Taub’s work has been showcased in Lincoln Center’s American Songbook Concert series and made her Carnegie Hall debut performing her work with the New York Pops. Taub is currently working on a musical about Alice Paul and American suffragettes and is writing lyrics for the upcoming Broadway-bound musical of The Devil Wears Prada with composer Sir Elton John.

Charlie Sohne

Charlie Sohne

Charlie Sohne, recipient of the Most Promising Musical Theatre Librettist, won the 2015 Jonathan Larson Award, ASCAP’s 2015 Mary Rodgers/Lorenz Hart Award and the 2016 San Diego Critics Circle Award for Outstanding Original Score with composer Tim Rosser. Their work, The Boy Who Danced on Air (NAMT 2013), premiered at The Diversionary Theatre and was performed Off-Broadway at the Abingdon Theatre. The pair is currently working on a musical adaptation of the Libba Bray’s novel Beauty Queens, as well as a new work, Talk To Me, commissioned by New York City Children’s Theater. Sohne and composer Rosser were also 2014-2015 Dramatists Guild Fellows, as well as being members of other prestigious institutes.

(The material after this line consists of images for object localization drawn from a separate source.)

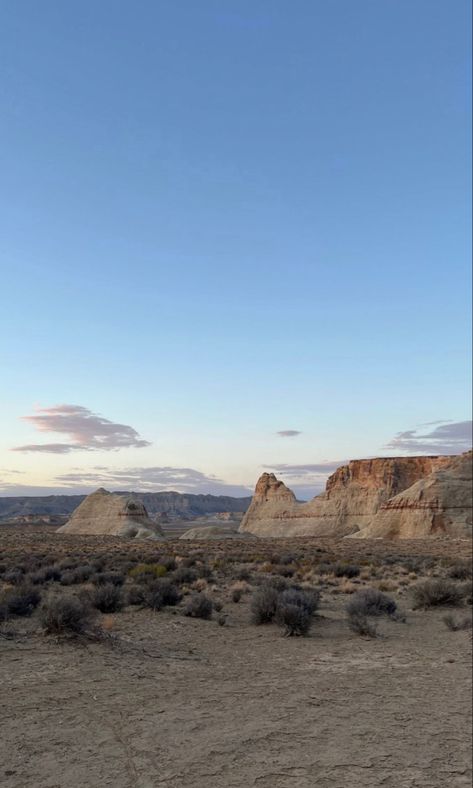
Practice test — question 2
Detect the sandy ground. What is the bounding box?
[0,531,471,788]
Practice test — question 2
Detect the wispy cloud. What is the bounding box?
[51,466,252,497]
[385,420,472,455]
[11,404,151,453]
[276,430,302,438]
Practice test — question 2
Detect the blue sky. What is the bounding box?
[1,0,471,499]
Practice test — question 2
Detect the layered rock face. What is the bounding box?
[353,451,472,539]
[57,488,165,540]
[239,455,470,538]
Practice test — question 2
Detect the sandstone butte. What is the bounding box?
[57,488,166,540]
[239,452,473,539]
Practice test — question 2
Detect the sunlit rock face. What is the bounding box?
[57,488,166,540]
[352,451,472,539]
[239,454,471,538]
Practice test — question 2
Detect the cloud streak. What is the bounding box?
[12,404,151,453]
[276,430,302,438]
[385,420,472,455]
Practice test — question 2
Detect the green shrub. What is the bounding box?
[128,563,167,580]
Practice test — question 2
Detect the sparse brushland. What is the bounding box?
[0,526,471,787]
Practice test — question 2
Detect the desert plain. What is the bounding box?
[0,523,471,788]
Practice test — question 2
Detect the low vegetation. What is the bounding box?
[40,596,97,637]
[412,579,465,609]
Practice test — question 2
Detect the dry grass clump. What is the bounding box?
[442,613,472,631]
[347,613,378,638]
[412,579,465,609]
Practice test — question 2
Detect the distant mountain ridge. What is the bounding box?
[0,491,252,521]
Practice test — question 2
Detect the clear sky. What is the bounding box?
[1,0,471,499]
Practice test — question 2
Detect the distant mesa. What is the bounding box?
[57,488,166,540]
[240,452,472,539]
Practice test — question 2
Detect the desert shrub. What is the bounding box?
[231,588,242,603]
[183,593,213,620]
[251,587,279,624]
[461,580,473,606]
[448,562,472,581]
[60,565,95,585]
[217,613,226,626]
[0,586,41,618]
[92,571,125,587]
[214,600,223,612]
[235,567,252,582]
[3,569,25,585]
[317,562,335,576]
[40,596,95,636]
[270,564,295,578]
[347,613,378,637]
[127,585,147,606]
[196,563,213,580]
[172,566,198,585]
[128,563,167,581]
[258,575,290,592]
[333,563,360,579]
[29,566,62,585]
[346,588,397,618]
[181,556,196,568]
[89,584,124,613]
[412,579,464,609]
[275,600,311,636]
[57,557,77,571]
[160,556,177,572]
[278,588,320,615]
[145,580,181,611]
[442,613,472,631]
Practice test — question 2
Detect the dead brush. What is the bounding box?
[442,613,473,632]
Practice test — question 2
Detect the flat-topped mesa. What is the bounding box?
[325,456,450,497]
[240,454,471,538]
[352,451,472,539]
[57,488,166,540]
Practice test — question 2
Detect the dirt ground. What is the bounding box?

The Kleban Prize for Musical Theatre has awarded close to six million dollars over the past 29 years to 66 prestigious artists. Previous Kleban Prize winners include Lisa Kron (Fun Home), Robert Lopez (Avenue Q), and Robert L. Freedman and Steven Lutvak (A Gentleman’s Guide To Love and Murder).

“For nearly three decades, The Kleban Prize for Musical Theatre has been one of the theatre’s most distinctive honors,” said Tony Award winner Richard Maltby Jr. and President of the Kleban Foundation in a statement. “Ed Kleban recognized that theatrical wordsmiths had the hardest time supporting themselves while honing their craft, and so the Kleban Awards are specifically for librettists and lyricists. While other theater awards recognize the best of the past season, The Kleban Prize celebrates work yet to be done.”